Creada en 1906, los españoles tomaron cuenta de ella recién a fines de 1700 con el nombre de Santa Cruz de los Motilones de Tarapoto. Hoy se le conoce como la Ciudad de las Palmeras.
De mayo a diciembre es temporada seca, momento perfecto para viajar y movilizarse con holgura sin lluvias inesperadas, pero los cambios en el clima ahora no aseguran nada. Lo único cierto es que para llegar hay que trasladarse en avión desde Lima y toma aproximadamente una hora de viaje.
Imperdibles de Tarapoto
Hay dos posibilidades que recomiendo para descubrirla: una es internarse en un lodge y someterse a la naturaleza, y otra, dedicarse a explorar la ciudad y sus alrededores, pero siempre con la capital como punto base (si hay tiempo, se pueden combinar ambas).
La primera es una experiencia única dentro de la selva e, incluso, los albergues brindan la oportunidad de realizar excursiones con guías especializados. Las hay de varios precios y algunas con todo incluido, más relajadas y ecoamigables, con proyectos bioforestales, pozas de río y programas especializados de observación de aves.
En la ciudad y sus alrededores el ritmo es distinto. Hay excursiones guiadas de un día para ver cataratas y selva (en la selva siempre hay que salir con guía). Una de ellas es la de Ahuashiyacu, a 30 minutos de la ciudad, en el cerro Escalera, a 465 msnm. Salto de agua de 60 metros donde se pueden observar orquídeas, bromelias, helechos y, si se tiene suerte, al gallito de las rocas (Rupicola peruvianus).

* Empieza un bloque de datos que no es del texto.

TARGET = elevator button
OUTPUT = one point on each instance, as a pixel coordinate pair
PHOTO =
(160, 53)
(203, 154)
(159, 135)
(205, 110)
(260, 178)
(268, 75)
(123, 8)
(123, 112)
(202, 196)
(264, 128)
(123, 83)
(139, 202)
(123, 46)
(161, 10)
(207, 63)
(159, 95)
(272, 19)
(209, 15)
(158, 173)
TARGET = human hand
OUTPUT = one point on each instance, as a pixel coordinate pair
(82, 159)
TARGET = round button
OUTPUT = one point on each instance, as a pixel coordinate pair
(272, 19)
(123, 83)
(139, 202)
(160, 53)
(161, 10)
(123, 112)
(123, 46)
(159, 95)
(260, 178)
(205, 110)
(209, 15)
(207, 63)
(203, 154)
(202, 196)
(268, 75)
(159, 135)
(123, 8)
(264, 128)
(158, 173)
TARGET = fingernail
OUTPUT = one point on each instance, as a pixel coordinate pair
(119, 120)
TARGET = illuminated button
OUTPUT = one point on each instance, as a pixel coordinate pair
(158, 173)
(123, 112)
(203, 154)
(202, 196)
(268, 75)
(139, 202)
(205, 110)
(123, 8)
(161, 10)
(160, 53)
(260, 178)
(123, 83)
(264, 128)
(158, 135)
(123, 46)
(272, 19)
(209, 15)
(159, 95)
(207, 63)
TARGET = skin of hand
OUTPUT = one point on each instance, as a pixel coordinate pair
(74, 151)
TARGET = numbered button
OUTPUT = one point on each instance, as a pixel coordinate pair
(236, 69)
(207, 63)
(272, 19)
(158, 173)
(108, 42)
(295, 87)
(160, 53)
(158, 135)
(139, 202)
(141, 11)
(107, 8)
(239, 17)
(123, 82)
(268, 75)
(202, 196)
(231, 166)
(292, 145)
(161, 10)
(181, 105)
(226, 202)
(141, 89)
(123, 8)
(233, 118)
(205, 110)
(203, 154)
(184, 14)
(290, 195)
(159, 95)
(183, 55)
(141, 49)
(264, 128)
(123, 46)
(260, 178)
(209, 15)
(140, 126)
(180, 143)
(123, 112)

La laguna Azul o el lago Sauce, a 45 minutos en auto, para pasar un día viendo aves, anfibios y reptiles. O Lamas, ciudad a 20 kilómetros de Tarapoto, de empinadas calles, casas de tierra rojiza y techos de palma o tejas (sin ventanas para que no entren los malos espíritus), que evoca nostalgia de pueblo anclado en el tiempo. Tiene lugares interesantes para descubrir, como un pequeño museo étnico, y otras bizarras, como el castillo de Lamas, de arquitectura europea, perteneciente a un empresario italiano.
Y hay más…
La exploración de la ciudad se completa con el mercado local, obviamente. Pero también con la visita a espacios como Jane Artisans, tienda que guarda propuestas de la Amazonia que recorren diversas etnias como la awajún, la shawi, la shipibo, la cocama y la kichwa.
El Museo Regional de Tarapoto, que reúne la historia y datos de la región y algunos vestigios arqueológicos o la Tabacalera del Oriente, fábrica que rescata el cultivo del tabaco.
Como siempre, gastronomía para un cierre feliz. A partir de las cinco de la tarde en las calles se prenden las brasas para asar pollos y plátanos bellacos; el chocolate es otros de los atractivos de la zona ya que es área cacaotera y se encuentran buenas alternativas de tabletas y bombones.